I think part of Columbo's charm is that he doesn't often throw his weight around like some big jerk cop, he waits patiently in line like the rest of us.

Peter Morris
05-09-2006, 06:18 PM
Was everyone watching Hallmark Channel at the same time?

I certainly wasn't, but I remember the episode from when I saw it.

10 u us
05-09-2006, 09:28 PM
What's heavier than gold? Unranium?

I think they screwed up the question.

wolf_meister
05-09-2006, 10:46 PM
10 u us
The correct term is not "heavier" but "denser". (Actually, the proper wording would be 'What has a higher specific gravity than gold?')
See posting #15.
By the way, did anyone try the problem at the end of posting #15?

Also, I remember the Columbo episodes very well. (I was always quite the Columbo fan).

David Simmons
05-09-2006, 10:51 PM
Why isn't the sneaker at least in a bag or something, and why are you carrying it around town?[/hijack]Hey it happens in actual investigations. One of the detectives, not Mark Furman, in the murder investigation of OJ's wife kept the DNA collection swatches overnight in the trunk of his car.

Rhubarb
05-09-2006, 11:03 PM
<snip>By the way, are there any gold coins minted anywhere that weigh one pound?
Gold is going at a rate of about $680/ounce and so those one pound gold coins would be worth almost 11,000 !!!
Closer to $9000. Gold is measured in troy ounces - only 13 to the pound vice 16.

Rhubarb
05-09-2006, 11:10 PM
<snip>
Closer to $9000. Gold is measured in troy ounces - only 13 to the pound vice 16.
I don't know if Columbo made a mistake, but Rhubarb did :o. According to Google 1 pound = 14.5833333 troy ounces. So the value would be a shade under $10,000,

Eyebrows 0f Doom
05-09-2006, 11:28 PM
It's funny this would be the episode you mention, as even though I didn't know it was on the Hallmark Channel, I had just pulled the old VHS copy I had off the shelf to watch a couple weeks ago. (I wanted to see who Howard McGillin played.)

Drum God
05-09-2006, 11:48 PM
10 u us


Also, I remember the Columbo episodes very well. (I was always quite the Columbo fan).
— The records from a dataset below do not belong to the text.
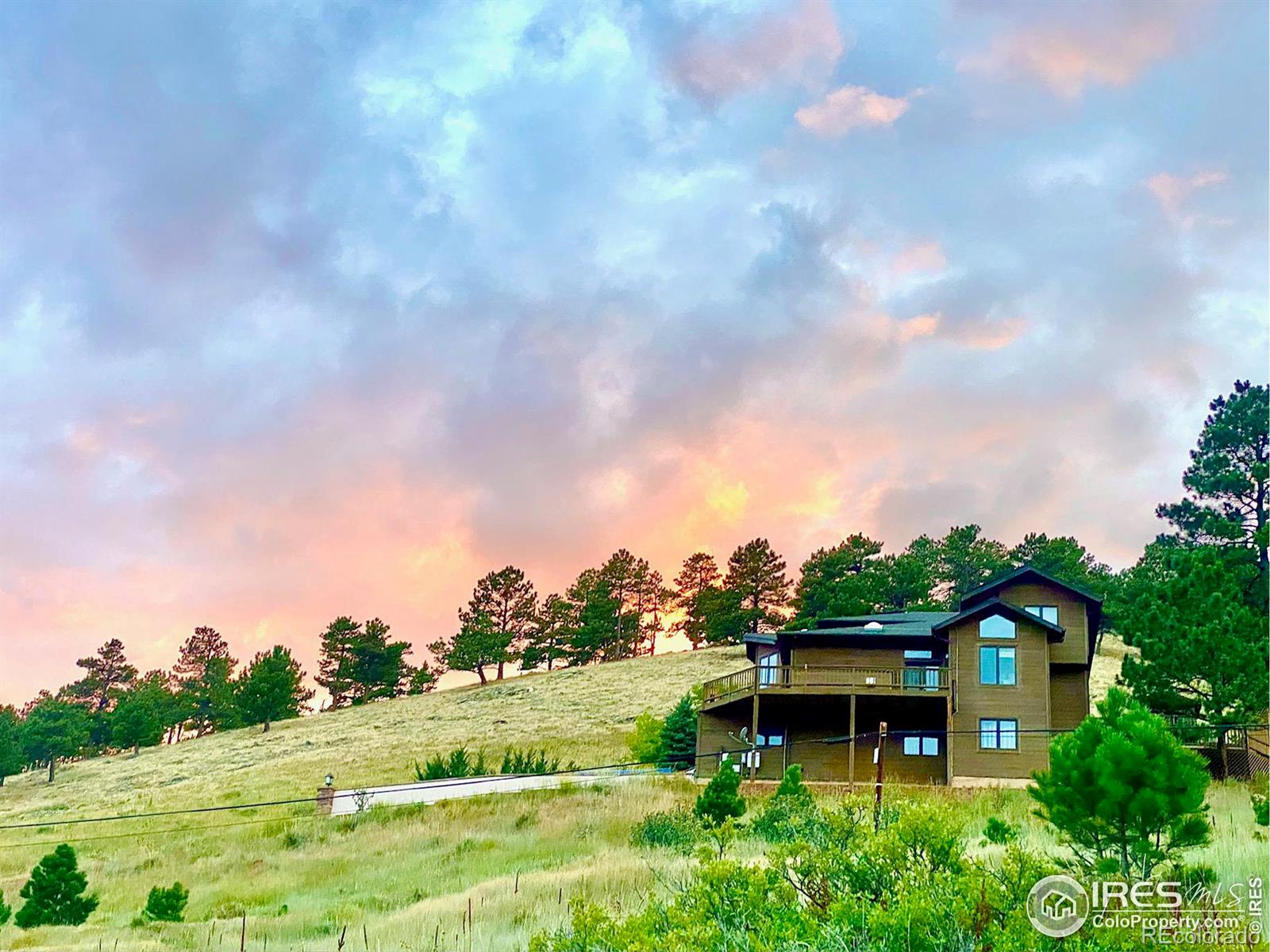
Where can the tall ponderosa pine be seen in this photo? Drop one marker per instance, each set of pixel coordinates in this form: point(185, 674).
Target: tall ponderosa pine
point(679, 736)
point(12, 759)
point(507, 600)
point(272, 689)
point(108, 674)
point(1121, 787)
point(698, 574)
point(757, 575)
point(842, 581)
point(54, 729)
point(967, 560)
point(55, 892)
point(1226, 482)
point(546, 643)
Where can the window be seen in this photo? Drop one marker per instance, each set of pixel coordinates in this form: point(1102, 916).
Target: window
point(1047, 613)
point(996, 628)
point(921, 747)
point(768, 668)
point(999, 735)
point(996, 666)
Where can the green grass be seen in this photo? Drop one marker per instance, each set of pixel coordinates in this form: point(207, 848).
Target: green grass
point(408, 875)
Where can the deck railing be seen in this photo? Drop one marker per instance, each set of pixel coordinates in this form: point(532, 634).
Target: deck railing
point(829, 678)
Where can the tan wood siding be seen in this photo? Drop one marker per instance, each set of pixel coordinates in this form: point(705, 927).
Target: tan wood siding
point(1068, 696)
point(1072, 616)
point(1026, 702)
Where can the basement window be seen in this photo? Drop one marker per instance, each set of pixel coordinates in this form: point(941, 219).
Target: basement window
point(921, 747)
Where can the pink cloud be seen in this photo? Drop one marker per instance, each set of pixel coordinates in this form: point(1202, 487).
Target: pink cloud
point(914, 259)
point(850, 108)
point(800, 46)
point(1106, 46)
point(1174, 192)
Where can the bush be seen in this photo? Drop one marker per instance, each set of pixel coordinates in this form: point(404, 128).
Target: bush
point(55, 892)
point(675, 829)
point(167, 905)
point(999, 831)
point(457, 763)
point(721, 800)
point(679, 736)
point(1123, 790)
point(787, 810)
point(529, 762)
point(645, 740)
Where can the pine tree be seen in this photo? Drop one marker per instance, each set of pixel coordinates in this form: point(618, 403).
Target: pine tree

That's cool. I might remember them better, but I was only ten years old when this episode first aired.

Chronos
05-10-2006, 12:26 AM
I don't know if Columbo made a mistake, but Rhubarb did . According to Google 1 pound = 14.5833333 troy ounces. So the value would be a shade under $10,000,And it's also measured in troy pounds, which are exactly 12 (not 13 or 16 or 14.583...) troy ounces.